Fonds d'investissement

Dans l'ensemble, les startuppers français considèrent le contexte financier comme étant plutôt porteur. « L'État a consenti d'énormes efforts par l'intermédiaire de Bpifrance, note Jean-Claude Lemoine. Par ailleurs, les fonds d'investissement sont de plus en plus nombreux. Il n'est pas une banque qui ne possède pas le sien. De même, pas une ville ne se trouve sans business angels, alors qu'il n'y en avait pas il y a encore une quinzaine d'années. En clair, si une start-up ne trouve pas de financements aujourd'hui, c'est que le projet ou l'équipe ne sont pas bons. »

Les dispositifs d'accompagnement sont également toujours plus nombreux (Réseau entreprendre, Bpifrance, French tech, Inovizi...), évitant au chef d'entreprise de connaître une solitude qui peut s'avérer préjudiciable dans les premières années d'un projet. « En France, les créateurs d'entreprise ont beaucoup de chance, estime Ulysse Lubin. Les dispositifs d'aide sont nombreux et celui qui a envie de prendre des risques peut le faire. Je trouve seulement que ces dispositifs pâtissent d'un manque de communication pour les faire connaître, notamment auprès des étudiants créateurs d'entreprise. »

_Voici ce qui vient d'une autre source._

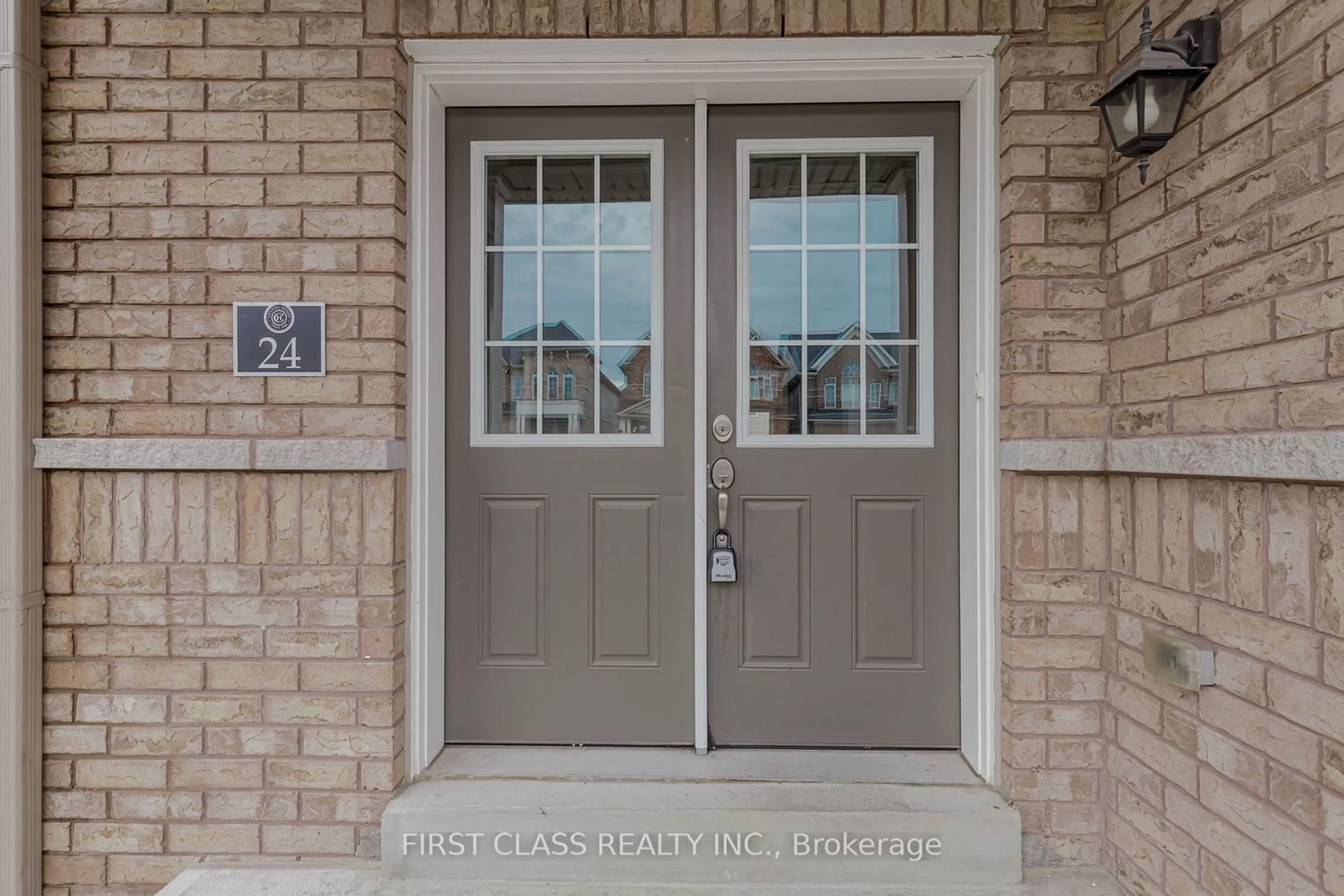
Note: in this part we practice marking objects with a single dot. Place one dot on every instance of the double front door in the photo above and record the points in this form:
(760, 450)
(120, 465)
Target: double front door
(828, 347)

« L'environnement est presque trop aidant au niveau des incubateurs et des accélérateurs, ajoute Sylvain Tillon. Finalement, en France, tout un chacun peut démarrer son entreprise sans lever de fonds ; aux États-Unis, cette possibilité est plus grande, mais il n'y a aucune aide. »

Bien entendu, des freins subsistent, notamment pour tout ce qui touche au droit social et aux aspects réglementaires dans certains secteurs tels que l'agroalimentaire. « Les difficultés surviennent quand vous commencez à recruter, prévient Jean-Claude Lemoine. Des créateurs appréhendent énormément l'embauche, car le volet social constitue la principale source d'échec d'une start-up. Finalement, le problème en France, ce n'est pas de créer son entreprise. C'est de la faire vivre sur la durée. »

Les mentalités également peuvent représenter un frein à l'entrepreneuriat. Sylvain Tillon constate ainsi que le rapport des Français à l'échec demeure difficile et que le manque d'éducation au risque ne joue pas en faveur de la création d'entreprise. Des mentalités qui pourraient peu à peu évoluer.